Inside a second-floor, windowless room, Mike Tannenbaum turned to the men at the white conference table for help.
On a Sunday afternoon two years ago, the Jets general manager was stumped. When Gang Green was on the clock in the sixth round of the 2009 NFL draft, a place typically filled with spirited debate fell silent.
Five minutes. That's all the Jets had. Five minutes to punctuate a draft that had already included monster trades for quarterback Mark Sanchez and running back Shonn Greene. The small group inside the war room decided to take a hurried look at video clips of three players.
"The first guy we looked at was awful," Tannenbaum remembers. "The second guy we looked at was worse."
The final player's video package never made it into the DVD player.
"The reason we took the third guy is that we didn't have enough time to watch the tape," Tannenbaum admits.
Two years later, Matt Slauson, the 193rd pick of the draft, is a starter for one of the best offensive lines in the league.

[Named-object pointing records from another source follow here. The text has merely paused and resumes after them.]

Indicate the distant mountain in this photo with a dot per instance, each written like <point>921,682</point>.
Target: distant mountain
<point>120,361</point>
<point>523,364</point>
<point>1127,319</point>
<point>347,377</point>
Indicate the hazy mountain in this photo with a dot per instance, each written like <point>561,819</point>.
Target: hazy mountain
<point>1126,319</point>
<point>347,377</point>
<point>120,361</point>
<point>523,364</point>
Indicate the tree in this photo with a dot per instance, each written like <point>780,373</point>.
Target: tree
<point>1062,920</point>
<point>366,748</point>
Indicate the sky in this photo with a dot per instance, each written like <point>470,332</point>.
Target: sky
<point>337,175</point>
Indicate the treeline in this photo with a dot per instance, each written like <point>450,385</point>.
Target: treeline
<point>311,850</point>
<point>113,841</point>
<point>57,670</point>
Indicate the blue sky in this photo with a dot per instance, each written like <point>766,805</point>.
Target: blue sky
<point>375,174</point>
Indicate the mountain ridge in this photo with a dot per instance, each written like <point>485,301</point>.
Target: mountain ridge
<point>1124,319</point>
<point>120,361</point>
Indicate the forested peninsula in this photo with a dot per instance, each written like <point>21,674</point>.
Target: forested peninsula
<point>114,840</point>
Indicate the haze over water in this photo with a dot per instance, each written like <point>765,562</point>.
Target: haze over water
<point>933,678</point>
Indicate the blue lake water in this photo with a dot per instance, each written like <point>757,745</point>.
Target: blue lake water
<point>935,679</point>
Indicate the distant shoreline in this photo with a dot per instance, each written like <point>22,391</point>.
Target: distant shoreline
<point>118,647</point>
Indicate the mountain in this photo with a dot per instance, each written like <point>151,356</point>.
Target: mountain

Through a little bit of luck and plenty of preparation, the Jets have become one of the elite drafting teams in the NFL. For all of Gang Green's bravado on the field, the difference makers on draft day have been unflashy for the better part of a decade, stars in the shadows for a franchise that has thrust itself into the spotlight.
They are Tannenbaum's inner circle, five former college and NFL players with defined roles, who have anonymously helped stockpile talent for a team that has reached two consecutive AFC Championship Games.
From the methodical point man who runs 12-hour meetings from sunrise to sunset to the experienced voice of reason with a closet filled with five-subject spiral notebooks, they are the heartbeat of the Jets' war room: vice president of college scouting Joey Clinkscales, senior personnel executive (and former GM) Terry Bradway, assistant GM Scott Cohen, assistant director of player personnel JoJo Wooden and assistant director of college scouting Michael Davis.
They struck gold with Darrelle Revis, D'Brickashaw Ferguson, Nick Mangold, David Harris and Sanchez.
They struck out with Vernon Gholston.
"We've all been right and we've all been wrong," Tannenbaum says. "Everybody's DNA is on all the player reports. There's no I-told-you-so's or second guessing."